Si, par le passé, la double inscription sur deux listes électorales a pu paraître nécessaire pour des raisons pratiques, l’évolution du droit électoral en faveur de cette catégorie de Français a fait perdre sa pertinence à ce système dérogatoire. En effet, depuis la création des mandats de députés des Français de l’étranger en 2009, les Français inscrits uniquement sur une liste électorale consulaire disposent d’une représentation parlementaire complète. Auparavant, pour pouvoir exercer son droit de vote lors des élections législatives, il fallait en outre être inscrit en France, ce qui justifiait la possibilité d’être inscrit sur deux listes distinctes. Avec la création des députés des Français établis hors de France et la possibilité pour ces Français de voter pour les élections européennes, la double inscription me semble avoir perdu la totalité de sa justification.

Par ailleurs, la complexité et la mauvaise compréhension qu’elle entraîne des règles qui précisent s’ils sont autorisés pour un scrutin à voter en France ou à l’étranger a été source de difficultés, de nombreux électeurs étant persuadés de leur bon droit à voter à un endroit, alors qu’ils auraient dû voter à un autre.

Ce sujet a été abordé voilà quelques semaines au sein de cet hémicycle, à l’occasion de la discussion de la proposition de loi organique de modernisation des règles applicables à l’élection présidentielle.
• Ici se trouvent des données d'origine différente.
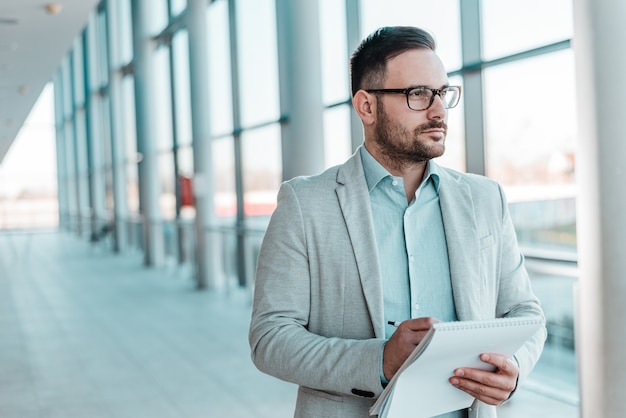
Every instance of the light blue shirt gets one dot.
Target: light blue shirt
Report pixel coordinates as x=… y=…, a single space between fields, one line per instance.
x=412 y=250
Ce texte a apporté un premier élément de réponse en prévoyant la radiation automatique des listes électorales consulaires en cas de désinscription du registre des Français de l’étranger. Cette mesure, certes, ne règle pas toutes les difficultés, mais elle élimine un problème spécialement sensible, celui des Français de l’étranger se trouvant doublement inscrits de bonne foi et qui, se désinscrivant du registre, pensent cette démarche suffisante et se trouvent dans l’impossibilité d’accéder au suffrage en France.
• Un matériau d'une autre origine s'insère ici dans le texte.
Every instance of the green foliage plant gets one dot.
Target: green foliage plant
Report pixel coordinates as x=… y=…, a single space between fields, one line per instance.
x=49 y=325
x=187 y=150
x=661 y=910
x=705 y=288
Il est proposé, dans un souci de simplification et de clarté qui ne peut être que bénéfique à la sincérité d’un scrutin, de revenir sur cette possibilité. Chaque électeur devra choisir entre être inscrit sur une liste consulaire ou sur une liste communale. Toutefois, je veux rassurer les électeurs inscrits hors de France : ce volet de la réforme ne sera mis en œuvre qu’après les échéances électorales, afin notamment de ne pas modifier le corps électoral à un an des prochaines échéances législatives.

De la même manière, les électeurs inscrits hors de France doivent savoir que le système n’est pas irrévocable. Chaque Français pourra à tout moment choisir de modifier sa situation électorale en fonction de sa situation personnelle, à condition de faire les démarches d’inscription nécessaires sur la liste électorale dans les trente jours précédant le scrutin.

Mesdames, messieurs les sénateurs, ces propositions de loi servent ainsi un objectif démocratique de première importance. En facilitant l’inscription de nos concitoyens sur les listes électorales, en faisant en sorte que ces listes soient plus proches de la réalité du corps électoral, nous luttons contre l’abstention, qui mine notre démocratie.

Il y a là non pas seulement une question de technique électorale, mais un enjeu républicain, celui de l’exercice du suffrage par le plus grand nombre, qui doit nous rassembler largement. C’est la raison pour laquelle j’espère que vous serez très nombreux à adopter ces textes.